Institutional Racism explained by an Ex-Batimore Cop
I am going to quote DIRECTLY from his piece describing what I believe can be attributed to institutional and systemic racism as the crux of the problem in my dear Charm City. I am not sure that the author was aware he was indeed supporting the arguments that not only does institutional racism exist, but the damage it has done to our collective society and why we must get rid of it:
Those who cut fire hoses and burned down homes and businesses? Police deal with them every day, literally. Those criminals didn't just appear on Monday, and they won't be gone tomorrow. They live there, without jobs, education, mainstream social skills, or hope.The question is HOW and WHY did they end up without jobs, education or social skills!?
They don't come from stable families. They don't go to church. Most violent criminals are actively or passively involved in the drug trade. In Baltimore this year -- just like last year and just like next year -- police will arrest tens of thousands of poor black men, mostly on drug charges. From the same pool, 200 will be shot and killed. Another 200 will do the killing.So we see that the drug trade is practically an accepted "profession" and all the ills that come with it.
These are communities, like the Baltimore's Eastern District, in which more than 10% of men are murdered. If all of America had homicide levels found in parts of Baltimore, there would be over 300,000 murders per year (as opposed to the still shamefully high 12,000 homicides in America).So consider the above: Unemployment in these areas of Baltimore is at about 50%, Now 10% of the men are murdered and a similar number are in jail. Then there are those who commit crimes and are not caught. How many are left to be respectable members of society?
And yet some continue to think of police as the main problem rather than part of the solution. But Baltimore is not Ferguson. The police department is 50% non-white. The mayor is black. So is the police commissioner. The city is 65% African-American.One comment here. The racism against the young black man is SO STRONG and institutionalized, that even his fellow black officer considers him, how should I say it... A THUG. The stereotype of the typical troublemaker and offender sadly fits the description of many typical young black males walking the streets daily. As a result, the young black man tends to get arrested at similar numbers regardless of the race of the cop. important to note the use of the word "similar"...
But even if there were no racist or brutal cops -- if every cop were a polite, fit, college-educated, bilingual, African-American gentleman or woman -- this wouldn't solve the greater problems of the ghetto or even police abuse. Police abuse has less to do with race than poverty and class.

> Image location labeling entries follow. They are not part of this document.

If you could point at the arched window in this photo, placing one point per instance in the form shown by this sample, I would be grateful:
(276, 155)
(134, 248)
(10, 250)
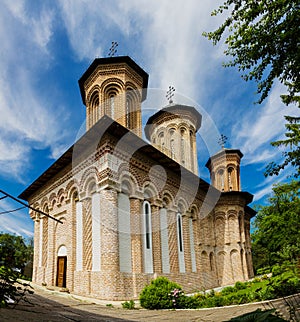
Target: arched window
(221, 179)
(230, 172)
(161, 139)
(147, 227)
(182, 147)
(129, 111)
(180, 244)
(147, 213)
(110, 95)
(94, 107)
(179, 231)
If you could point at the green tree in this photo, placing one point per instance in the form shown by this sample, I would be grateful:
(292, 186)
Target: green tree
(276, 238)
(263, 38)
(15, 253)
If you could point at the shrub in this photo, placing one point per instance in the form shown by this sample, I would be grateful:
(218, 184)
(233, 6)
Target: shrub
(128, 305)
(287, 283)
(240, 286)
(157, 295)
(188, 302)
(227, 290)
(11, 290)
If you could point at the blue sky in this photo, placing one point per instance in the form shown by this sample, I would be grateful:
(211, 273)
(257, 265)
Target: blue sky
(47, 45)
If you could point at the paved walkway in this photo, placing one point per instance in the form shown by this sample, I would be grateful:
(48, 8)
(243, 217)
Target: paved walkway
(47, 305)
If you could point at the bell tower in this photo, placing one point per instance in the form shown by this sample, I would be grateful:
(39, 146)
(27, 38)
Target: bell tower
(116, 87)
(224, 168)
(172, 130)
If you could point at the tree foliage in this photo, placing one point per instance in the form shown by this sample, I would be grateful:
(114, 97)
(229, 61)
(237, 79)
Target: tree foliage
(263, 39)
(15, 253)
(292, 156)
(276, 239)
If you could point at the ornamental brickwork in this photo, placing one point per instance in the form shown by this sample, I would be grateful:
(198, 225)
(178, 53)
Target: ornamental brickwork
(130, 212)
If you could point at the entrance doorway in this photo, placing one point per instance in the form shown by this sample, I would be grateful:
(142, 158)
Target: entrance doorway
(61, 278)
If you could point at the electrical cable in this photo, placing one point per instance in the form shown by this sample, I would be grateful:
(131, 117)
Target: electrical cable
(9, 211)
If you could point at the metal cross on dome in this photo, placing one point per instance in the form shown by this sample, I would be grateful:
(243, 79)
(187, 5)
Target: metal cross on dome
(170, 94)
(222, 140)
(113, 48)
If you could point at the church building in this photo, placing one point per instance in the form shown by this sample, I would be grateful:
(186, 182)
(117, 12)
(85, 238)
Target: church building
(123, 210)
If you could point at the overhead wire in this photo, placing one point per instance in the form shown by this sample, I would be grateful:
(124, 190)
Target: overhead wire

And police will never solve the problems of absent parents, mass incarceration, or a violence culture centered around the economics of drug prohibition.
Here, this is one of the few places I partially agree and disagree with the author. Why? First I agree with the earlier statement and my statement in the prior paragraph refers, considering the fact that the racism against the young black male is institutionalized, it matters little who wears the uniform against him. However I disagree on the rest of his statement:
One of the primary reasons the black male is absent from the homes of many African American households or many are only one parent households is a direct result of the mass incarceration and other policies fostered by institutional racism. These many ills of the black community is the direct result of these bad policies. So solve the policy issue and you solve a great percentage of the problem.
The problems in policing mirror the problems of society. We can and should improve police. The best way to do that is to improve society. True justice requires us to look both inward for blame and outward to the suffering around us. The worst thing we could do is nothing at all.I agree with the statement in bold. And I add that the best way to do this is to end the policies that promote institutional racism and go one step further and enact polices that will actually hasten its demise and promote healing, equality and unity among ALL members of our society regardless of race, religion or sexual affiliation.